Still, it’s not all rain on this parade. William is about to fall in love. Like most falls, it ends in bumps and scrapes and crying and pain. Meeting the faintly exotic Sarah (Catalina Sandino Moreno) in a bar, the two embark on a relationship that’s substantially more intense from William’s side than the other. Eventually, this leads to exactly the sort of problems you can imagine perfectly well for yourself without watching the film.

While William descends into a fairly needy spiral of apology and obsession, the gratuitously overwhelming soundtrack is wielded like a truncheon to bludgeon an unsuspecting audience into aural submission. Subtle it ain’t, and good it ain’t. The music, especially in the first hour, often intrude rather uncomfortably over the dialogue, so much so I’m tempted to invoke the dread name of Philip Glass. I’m not exactly sure what the intention was, but if it was to annoy me, it succeeds in spades.

The Hottest State is a perfect way to start off a festival season, full of navel-gazing, self-piteous caterwauling and histrionics. Drama with a capital D, and the sort of characters we can describe as ‘flawed’ and ‘human’, even if they would be completely unable to function in an ordinary society. You might start arguing that New York doesn’t exactly pass as ordinary society, but it would behove us not to enter that particular rathole.

There is some rationale behind the reputation this has previously been garnering on the festival circuit, with fine performances from Webber and Moreno that almost carry off the unwarranted excesses of emotion, but not quite. Similarly decent turns are shown, albeit in vanishingly small doses, from Ethan Hawke and Laura Linney. As far as this little sub-genre of overcooked relationship dramas go, it’s amongst the best, and I’ll concede my view of this film is tainted more by the sub-genre it belongs to than any inherit lack of quality of this particular example.

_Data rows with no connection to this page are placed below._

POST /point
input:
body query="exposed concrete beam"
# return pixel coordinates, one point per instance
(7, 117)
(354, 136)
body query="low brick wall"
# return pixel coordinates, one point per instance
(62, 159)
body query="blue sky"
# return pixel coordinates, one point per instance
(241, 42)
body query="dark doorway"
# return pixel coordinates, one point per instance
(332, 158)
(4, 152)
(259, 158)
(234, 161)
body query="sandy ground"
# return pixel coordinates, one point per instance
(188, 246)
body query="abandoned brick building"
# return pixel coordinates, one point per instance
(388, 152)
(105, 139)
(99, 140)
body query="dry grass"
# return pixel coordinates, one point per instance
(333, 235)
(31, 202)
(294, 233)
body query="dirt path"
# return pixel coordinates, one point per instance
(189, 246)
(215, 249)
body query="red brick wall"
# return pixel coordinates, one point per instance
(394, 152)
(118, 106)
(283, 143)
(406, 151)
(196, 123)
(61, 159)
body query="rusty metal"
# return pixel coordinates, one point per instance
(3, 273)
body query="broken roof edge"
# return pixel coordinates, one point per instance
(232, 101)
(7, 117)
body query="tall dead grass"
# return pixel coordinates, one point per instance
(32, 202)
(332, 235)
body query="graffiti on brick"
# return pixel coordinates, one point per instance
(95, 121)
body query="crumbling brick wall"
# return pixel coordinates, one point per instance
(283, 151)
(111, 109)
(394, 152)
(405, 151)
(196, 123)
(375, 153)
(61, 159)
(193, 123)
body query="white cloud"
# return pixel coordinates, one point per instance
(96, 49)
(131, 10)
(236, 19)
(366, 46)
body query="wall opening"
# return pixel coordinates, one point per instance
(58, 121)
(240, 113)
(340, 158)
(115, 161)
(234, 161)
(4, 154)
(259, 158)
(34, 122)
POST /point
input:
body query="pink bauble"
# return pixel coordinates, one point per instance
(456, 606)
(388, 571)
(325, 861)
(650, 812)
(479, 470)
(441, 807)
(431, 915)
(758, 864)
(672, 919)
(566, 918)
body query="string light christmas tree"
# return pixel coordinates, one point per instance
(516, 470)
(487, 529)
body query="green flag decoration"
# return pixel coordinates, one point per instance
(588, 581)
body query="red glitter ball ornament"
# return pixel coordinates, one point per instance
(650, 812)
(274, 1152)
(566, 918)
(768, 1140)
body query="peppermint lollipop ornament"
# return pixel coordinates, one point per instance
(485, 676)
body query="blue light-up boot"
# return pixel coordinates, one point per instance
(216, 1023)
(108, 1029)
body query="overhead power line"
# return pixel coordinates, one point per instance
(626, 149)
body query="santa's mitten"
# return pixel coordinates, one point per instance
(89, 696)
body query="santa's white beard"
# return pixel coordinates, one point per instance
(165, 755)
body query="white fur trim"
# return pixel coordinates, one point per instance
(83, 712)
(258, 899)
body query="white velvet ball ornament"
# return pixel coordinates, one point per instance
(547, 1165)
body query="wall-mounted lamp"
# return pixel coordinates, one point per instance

Still, there’s little escaping the fact that this film concerns itself almost exclusively with characters full of the sort of sophomoric whining that makes one wish John Wayne would run in and tell them to cowboy the hell up, or that Stone Cold Steve Austin would run in and suplex them through a table. You fell in love then it fell apart. Just you, me and the rest of the world, pal. There’s nothing any more special about your pain than mine, or the next guy, or that girl over there. We’re all fragile, we’re all strong, from one moment to the next. There’s nothing in here we haven’t seen, or more importantly felt before, which to all intents and purposes means we have already seen this film before watching it. It will either reopen he wounds for you to wallow in, or wish you could move the characters through their current state until they’ve relearnt how to function and are somewhat less pathetic. Either way, it’s hardly something that you need to care about one way or the other.